Гости провели в Холли-Хаусе уже две недели и собирались остаться еще на одну. Патриции их присутствие не слишком нравилось, хотя во всем этом было одно явное преимущество: миссис Пибоди частенько уезжала со всеми вместе на прогулку, предоставляя своей племяннице свободу. И все же Патриции все это не нравилось.
Ей не нравилось, что он здесь. Она хотела бы, чтобы Банкрофт уехал. Хотела снова стать свободной от него. После того утра на пруду с кувшинками она всего однажды оказалась с ним наедине. Длилось это лишь несколько секунд, и за это время они успели обменяться ровно семью словами: четырьмя с его стороны, и тремя – с ее. Но она все равно хотела, чтобы этот человек уехал. Само его присутствие в этом доме, а зачастую и в той же комнате, где находились они с тетушкой, лежало огромной тяжестью на ее душе.
Лишь однажды утром они столкнулись лицом к лицу или почти лицом к лицу. Патриция торопилась по верхнему холлу, несла на подносе вторую чашку шоколада для миссис Пибоди, а он тем временем вышел из своей комнаты. Прикрыв за собой дверь, Банкрофт остановился, поджидая ее.

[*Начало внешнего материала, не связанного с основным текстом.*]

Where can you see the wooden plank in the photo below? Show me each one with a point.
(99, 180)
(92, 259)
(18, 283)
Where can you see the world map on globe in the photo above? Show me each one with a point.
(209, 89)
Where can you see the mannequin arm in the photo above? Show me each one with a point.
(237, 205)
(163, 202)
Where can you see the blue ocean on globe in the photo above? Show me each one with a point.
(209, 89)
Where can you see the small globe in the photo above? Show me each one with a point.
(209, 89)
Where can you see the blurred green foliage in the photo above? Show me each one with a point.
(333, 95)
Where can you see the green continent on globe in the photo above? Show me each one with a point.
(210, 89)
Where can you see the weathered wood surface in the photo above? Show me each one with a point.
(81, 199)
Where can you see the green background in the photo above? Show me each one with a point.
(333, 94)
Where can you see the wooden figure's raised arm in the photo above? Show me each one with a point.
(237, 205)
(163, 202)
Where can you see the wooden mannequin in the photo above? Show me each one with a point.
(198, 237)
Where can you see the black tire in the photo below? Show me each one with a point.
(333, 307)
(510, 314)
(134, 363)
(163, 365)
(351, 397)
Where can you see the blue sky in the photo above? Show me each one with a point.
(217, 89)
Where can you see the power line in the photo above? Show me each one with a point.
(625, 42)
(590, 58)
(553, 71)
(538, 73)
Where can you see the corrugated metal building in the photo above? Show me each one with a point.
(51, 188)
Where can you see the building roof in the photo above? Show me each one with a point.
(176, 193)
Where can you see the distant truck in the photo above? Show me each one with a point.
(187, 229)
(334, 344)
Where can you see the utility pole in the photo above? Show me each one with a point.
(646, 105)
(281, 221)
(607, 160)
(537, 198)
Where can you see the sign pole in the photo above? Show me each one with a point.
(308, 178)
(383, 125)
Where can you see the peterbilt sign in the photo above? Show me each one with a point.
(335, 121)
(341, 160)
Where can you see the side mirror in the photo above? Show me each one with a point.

– Доброе утро, маленькая птичка, – тихо поздоровался он.
– Доброе утро, сударь. –Не поднимая глаз, Патриция быстро прошмыгнула мимо, но потом весь день раскаивалась в этом.
Миссис Делейни очень злилась на своего недавнего обожателя. Патриция поняла это, заметив, как эта дама отчаянно принялась флиртовать со всеми без исключения джентльменами, почтившими своим присутствием их дом, в том числе и с хозяином. Теперь в фаворитках мистера Банкрофта числилась леди Майрон, которая, должно быть, и делила с ним постель. Похотливые взоры, которые они бросали друг на друга более недели назад, стали заметно жарче, а однажды Патриция видела, как, устремившись одновременно с Банкрофтом в дверной проем, эта леди нарочно подалась вперед и скользнула своим роскошным бюстом по его груди, словно за спиной у нее еще не оставалось целых шести дюймов свободного пространства.